Beyond sits the house: a country-style, red-brick affair, large but not ostentatiously so, choosing instead to bow to the picturesque woods that serve as its backdrop.
Decades earlier, this home belonged to Edward L. Ryerson, a Chicago businessman and civic leader who, between 1942 and 1972, used the property as his family’s summer home before donating the house and the 279 acres of eponymous woodland that came with it to the Lake County Forest Preserve. Today, it is the welcome center for those interested in exploring Ryerson Woods, as well as a locus for discourse on nature and culture; until Thursday, Oct. 30, it will also host a new photography exhibit from Ryerson’s grandson, Edward Ranney.
“It’s really a show to open up how one family used a specific special place,” Ranney says, “and to give people who don’t know any of us the human context that the place was built on.”
For the exhibit, Ranney, a well-known photographer, juxtaposed a select group of photos he took of Brushwood in 1972 with 30 or so photos his grandfather took in the three decades previous.
“The intent,” Ranney notes, “is not only to show the feeling and style of the place but also the enjoyment and fun of the people who used those rooms and were a family there.”
At one end of the home, Ryerson’s photos portray various members of the family, at rest but just as often at play. When a subject of the photos himself, Ryerson is often pictured in mirth, entertaining his grandkids as a magician with a top hat and what is obviously a fake mustache.
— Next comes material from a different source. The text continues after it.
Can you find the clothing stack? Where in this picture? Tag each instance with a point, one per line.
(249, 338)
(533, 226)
His grandson’s photos, taken a year after his grandparents’ deaths, are much more subdued. In one, a bold, curvilinear tree stands in the foreground before a dwindling army of its stark companions, stripped bare by a change of seasons. In others, ornately furnished rooms are vividly captured, yet it is this same quality that works to pronounce their hollow, polished emptiness. A particularly striking photograph shows a chair slightly misaligned with its desk, left ajar like a door, as if someone had only just evacuated the room.
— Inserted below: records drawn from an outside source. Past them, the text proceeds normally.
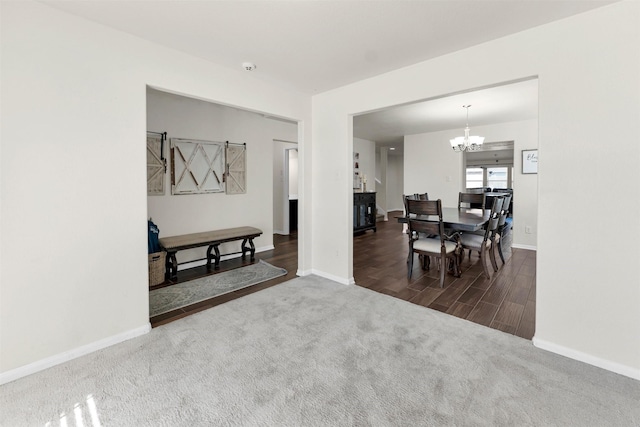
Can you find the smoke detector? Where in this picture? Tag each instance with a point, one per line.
(249, 66)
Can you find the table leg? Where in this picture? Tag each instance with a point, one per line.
(244, 248)
(215, 248)
(171, 266)
(209, 257)
(253, 249)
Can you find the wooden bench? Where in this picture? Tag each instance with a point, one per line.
(212, 239)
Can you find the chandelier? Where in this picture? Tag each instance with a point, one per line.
(466, 142)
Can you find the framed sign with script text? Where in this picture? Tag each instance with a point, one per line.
(529, 161)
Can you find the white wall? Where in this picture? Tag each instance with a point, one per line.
(73, 247)
(367, 163)
(431, 166)
(589, 97)
(183, 117)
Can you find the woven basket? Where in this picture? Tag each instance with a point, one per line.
(156, 268)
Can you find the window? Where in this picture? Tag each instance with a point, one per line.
(475, 178)
(498, 177)
(489, 176)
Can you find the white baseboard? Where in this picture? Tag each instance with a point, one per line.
(329, 276)
(201, 262)
(49, 362)
(627, 371)
(529, 247)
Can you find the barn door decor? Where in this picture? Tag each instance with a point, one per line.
(236, 173)
(156, 163)
(197, 167)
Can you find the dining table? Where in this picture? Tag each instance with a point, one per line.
(462, 219)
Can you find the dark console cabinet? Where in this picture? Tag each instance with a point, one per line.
(364, 212)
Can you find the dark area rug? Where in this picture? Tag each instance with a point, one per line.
(183, 294)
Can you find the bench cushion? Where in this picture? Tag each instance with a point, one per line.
(195, 240)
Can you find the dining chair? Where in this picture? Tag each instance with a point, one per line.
(473, 200)
(483, 243)
(427, 238)
(504, 226)
(415, 196)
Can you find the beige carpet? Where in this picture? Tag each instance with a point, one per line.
(310, 352)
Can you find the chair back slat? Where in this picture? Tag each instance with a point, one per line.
(505, 211)
(425, 207)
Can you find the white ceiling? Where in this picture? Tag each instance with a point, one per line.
(500, 104)
(315, 46)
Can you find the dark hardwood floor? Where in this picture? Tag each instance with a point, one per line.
(506, 301)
It is an altogether strange sensation to experience photos of a place while you are standing inside the same such place, years later, though perhaps this is the point: to bridge the Brushwood of the past with the Brushwood that stands before us today.
“It really was a family place and, of course, it’s outstanding for its beauty and seclusion and privacy,” Ranney says. “But my grandparents made it a point of opening it up to people. So you have this interesting combination of it being a family house and now, with their dedication, it being totally a public house.”
When the exhibit ends, Ranney says the photographs will remain at Brushwood, where they will become a permanent collection of images for generations to come.